For China, the POS pipeline merely adds more supply options in an already saturated gas market, for both pipeline gas and more expensive imported LNG. It also reduces China’s need for more US LNG volumes, the world’s third largest LNG exporter.
Yet, since China is the world’s largest gas user and it’s second largest LNG importer, soon to eclipse Japan for the top slot, the world’s two reigning superpowers will continue to cross paths over the fuel.
Another notable take-away from last week’s development is that more gas will be supplied to the Beijing-Tianjin-Hebei region in northern China, where air pollution has been a systemic problem for years. The area also represents China’s largest winter gas demand centre. Northern China is also home to most of the country’s coal mines and as such considerable coal power generation remains.
More gas supply will help Beijing energy planners reach their goal of ramping up cleaner burning gas as part of its energy mix to 10% by year’s end, and 15% by 2030, with further earmarks beyond that.
However, given Xi Jinping’s pledge in September that China will become carbon neutral before 2060, the country needs to slow the growth of new coal plants recently approved earlier this year to help numerous provincial governments weather economic headwinds from the Covid-19 pandemic. It also needs an enhanced policy programmeme to close more thermal coal-fired power plants. With the closure of more coal fired plants, a recent slowdown in coal to gas switching can be reversed.
On the domestic side of the equation, PetroChina can’t pass on the higher cost of Russian gas to end users in Beijing because the government has already adjusted domestic city-gate prices a number of times since 2014; thus, it has to absorb the higher price of Russian gas, resulting in losses.

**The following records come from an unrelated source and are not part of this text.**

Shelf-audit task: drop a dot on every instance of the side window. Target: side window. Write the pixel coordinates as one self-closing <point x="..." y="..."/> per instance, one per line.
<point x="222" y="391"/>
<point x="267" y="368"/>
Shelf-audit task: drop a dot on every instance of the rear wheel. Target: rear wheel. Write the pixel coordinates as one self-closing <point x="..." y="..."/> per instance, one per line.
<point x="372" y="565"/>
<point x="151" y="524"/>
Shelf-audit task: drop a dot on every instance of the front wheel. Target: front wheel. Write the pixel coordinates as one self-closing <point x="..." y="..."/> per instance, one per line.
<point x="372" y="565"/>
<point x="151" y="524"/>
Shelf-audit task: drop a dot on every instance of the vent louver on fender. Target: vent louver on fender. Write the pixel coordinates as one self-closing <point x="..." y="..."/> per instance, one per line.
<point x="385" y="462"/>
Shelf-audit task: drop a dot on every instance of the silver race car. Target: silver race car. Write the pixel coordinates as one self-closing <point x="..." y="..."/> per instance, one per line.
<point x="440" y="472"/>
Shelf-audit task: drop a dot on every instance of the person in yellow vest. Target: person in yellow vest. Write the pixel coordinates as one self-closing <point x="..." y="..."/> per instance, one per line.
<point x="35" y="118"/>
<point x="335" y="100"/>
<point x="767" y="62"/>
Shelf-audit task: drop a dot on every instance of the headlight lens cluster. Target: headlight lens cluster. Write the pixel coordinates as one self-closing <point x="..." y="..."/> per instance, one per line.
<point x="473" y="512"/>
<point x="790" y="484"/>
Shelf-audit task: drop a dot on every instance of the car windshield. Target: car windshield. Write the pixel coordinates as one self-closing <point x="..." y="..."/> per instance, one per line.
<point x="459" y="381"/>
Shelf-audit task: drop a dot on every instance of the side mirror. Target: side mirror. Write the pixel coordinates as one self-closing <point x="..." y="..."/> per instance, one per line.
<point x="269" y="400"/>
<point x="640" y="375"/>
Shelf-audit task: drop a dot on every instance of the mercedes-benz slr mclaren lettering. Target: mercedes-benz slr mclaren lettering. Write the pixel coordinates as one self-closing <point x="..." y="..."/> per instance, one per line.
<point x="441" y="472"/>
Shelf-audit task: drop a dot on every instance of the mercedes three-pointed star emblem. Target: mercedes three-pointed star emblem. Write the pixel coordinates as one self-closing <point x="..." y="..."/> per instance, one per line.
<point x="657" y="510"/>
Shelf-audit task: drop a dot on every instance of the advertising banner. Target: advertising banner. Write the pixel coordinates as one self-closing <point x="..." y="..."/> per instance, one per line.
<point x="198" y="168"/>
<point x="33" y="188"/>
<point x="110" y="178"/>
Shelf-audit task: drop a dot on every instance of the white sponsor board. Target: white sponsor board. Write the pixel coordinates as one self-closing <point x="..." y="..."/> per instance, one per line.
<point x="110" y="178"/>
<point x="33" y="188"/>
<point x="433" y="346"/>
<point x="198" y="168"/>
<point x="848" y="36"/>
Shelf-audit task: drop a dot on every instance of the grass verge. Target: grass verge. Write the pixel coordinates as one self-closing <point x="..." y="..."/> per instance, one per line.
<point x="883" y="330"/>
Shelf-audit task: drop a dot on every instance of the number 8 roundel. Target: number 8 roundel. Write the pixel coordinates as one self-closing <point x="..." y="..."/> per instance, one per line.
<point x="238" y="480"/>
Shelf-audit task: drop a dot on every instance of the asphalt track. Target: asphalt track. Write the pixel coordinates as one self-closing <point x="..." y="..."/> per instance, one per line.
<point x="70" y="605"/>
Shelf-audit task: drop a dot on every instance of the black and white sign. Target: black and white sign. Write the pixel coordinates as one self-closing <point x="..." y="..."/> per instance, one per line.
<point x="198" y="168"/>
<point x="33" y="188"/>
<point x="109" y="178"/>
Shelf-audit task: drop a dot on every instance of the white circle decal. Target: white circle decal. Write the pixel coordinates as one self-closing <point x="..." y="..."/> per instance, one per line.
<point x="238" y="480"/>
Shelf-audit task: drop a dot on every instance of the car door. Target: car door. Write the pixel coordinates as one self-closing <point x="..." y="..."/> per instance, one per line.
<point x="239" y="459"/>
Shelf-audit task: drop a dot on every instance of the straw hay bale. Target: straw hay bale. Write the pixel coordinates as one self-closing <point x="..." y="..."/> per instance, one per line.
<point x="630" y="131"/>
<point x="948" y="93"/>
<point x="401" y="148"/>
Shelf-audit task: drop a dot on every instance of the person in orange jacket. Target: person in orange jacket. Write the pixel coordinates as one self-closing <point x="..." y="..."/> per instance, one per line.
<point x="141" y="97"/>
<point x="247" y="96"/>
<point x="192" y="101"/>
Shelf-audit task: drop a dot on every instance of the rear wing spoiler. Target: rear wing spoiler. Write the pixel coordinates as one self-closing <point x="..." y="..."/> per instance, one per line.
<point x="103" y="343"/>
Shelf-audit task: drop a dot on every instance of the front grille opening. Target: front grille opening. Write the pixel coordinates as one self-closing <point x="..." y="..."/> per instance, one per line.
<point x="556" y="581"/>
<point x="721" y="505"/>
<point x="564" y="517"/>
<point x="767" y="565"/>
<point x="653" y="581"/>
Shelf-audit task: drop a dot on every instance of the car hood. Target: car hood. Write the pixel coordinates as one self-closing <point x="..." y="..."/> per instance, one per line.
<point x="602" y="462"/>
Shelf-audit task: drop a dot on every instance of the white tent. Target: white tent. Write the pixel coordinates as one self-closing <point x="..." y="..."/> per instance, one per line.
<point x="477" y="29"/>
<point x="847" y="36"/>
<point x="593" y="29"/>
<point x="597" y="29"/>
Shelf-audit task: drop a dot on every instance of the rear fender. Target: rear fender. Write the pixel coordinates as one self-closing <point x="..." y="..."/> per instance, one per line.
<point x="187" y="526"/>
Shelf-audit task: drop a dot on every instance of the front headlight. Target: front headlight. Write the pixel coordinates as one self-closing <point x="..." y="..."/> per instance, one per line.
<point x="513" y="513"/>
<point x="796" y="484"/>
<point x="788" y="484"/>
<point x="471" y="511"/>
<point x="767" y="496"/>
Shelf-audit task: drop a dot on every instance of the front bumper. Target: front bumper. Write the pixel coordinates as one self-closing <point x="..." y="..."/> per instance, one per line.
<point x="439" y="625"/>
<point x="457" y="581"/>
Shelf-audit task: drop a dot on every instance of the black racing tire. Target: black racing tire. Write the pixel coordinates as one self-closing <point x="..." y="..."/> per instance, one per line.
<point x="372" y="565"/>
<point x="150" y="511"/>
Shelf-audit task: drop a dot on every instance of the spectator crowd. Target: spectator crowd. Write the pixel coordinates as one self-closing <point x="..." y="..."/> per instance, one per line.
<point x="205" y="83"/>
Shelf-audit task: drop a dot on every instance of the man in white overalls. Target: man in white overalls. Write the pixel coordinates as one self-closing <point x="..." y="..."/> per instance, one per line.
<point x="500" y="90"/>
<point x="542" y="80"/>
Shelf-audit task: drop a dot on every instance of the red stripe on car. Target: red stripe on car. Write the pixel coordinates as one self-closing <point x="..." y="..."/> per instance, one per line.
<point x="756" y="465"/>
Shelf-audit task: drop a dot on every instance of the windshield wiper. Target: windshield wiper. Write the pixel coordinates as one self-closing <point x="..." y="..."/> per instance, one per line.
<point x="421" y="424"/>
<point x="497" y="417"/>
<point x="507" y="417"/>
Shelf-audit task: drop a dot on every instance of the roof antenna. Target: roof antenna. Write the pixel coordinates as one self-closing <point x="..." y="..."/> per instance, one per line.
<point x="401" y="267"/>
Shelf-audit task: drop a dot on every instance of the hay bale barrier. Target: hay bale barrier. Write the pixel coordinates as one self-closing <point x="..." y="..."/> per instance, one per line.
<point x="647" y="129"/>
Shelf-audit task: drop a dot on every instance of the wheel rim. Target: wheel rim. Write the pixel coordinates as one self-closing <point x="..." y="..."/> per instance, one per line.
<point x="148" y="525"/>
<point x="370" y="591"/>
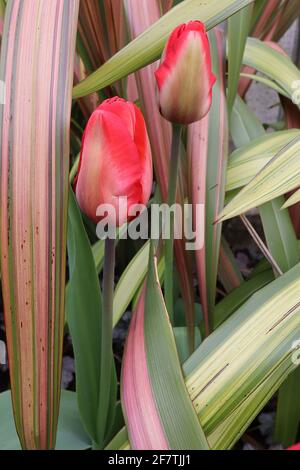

Another factor to be considered is that the first sections of the POS pipeline was built by PetroChina, while going forward the rest will be built by PipeChina. At any rate, to transfer construction costs would also need approval from China’s powerful National Development and Reform Committee (NDRC), which could be a difficult task.
To offset loses last year when the first segment of the POS pipeline became operational, PetroChina renegotiated prices with other Asian gas suppliers, optimised several term LNG deals in the summer and winter months, and tried to resell LNG on the spot market for a profit.
LNG spot prices, however, dipped this year to record lows, plunging in April beneath the $2 million per British thermal units (MMBtu) price point, well beneath most producer’s break-even cost. Since then, they have trended upward in anticipation of a colder winter this year in North Asia.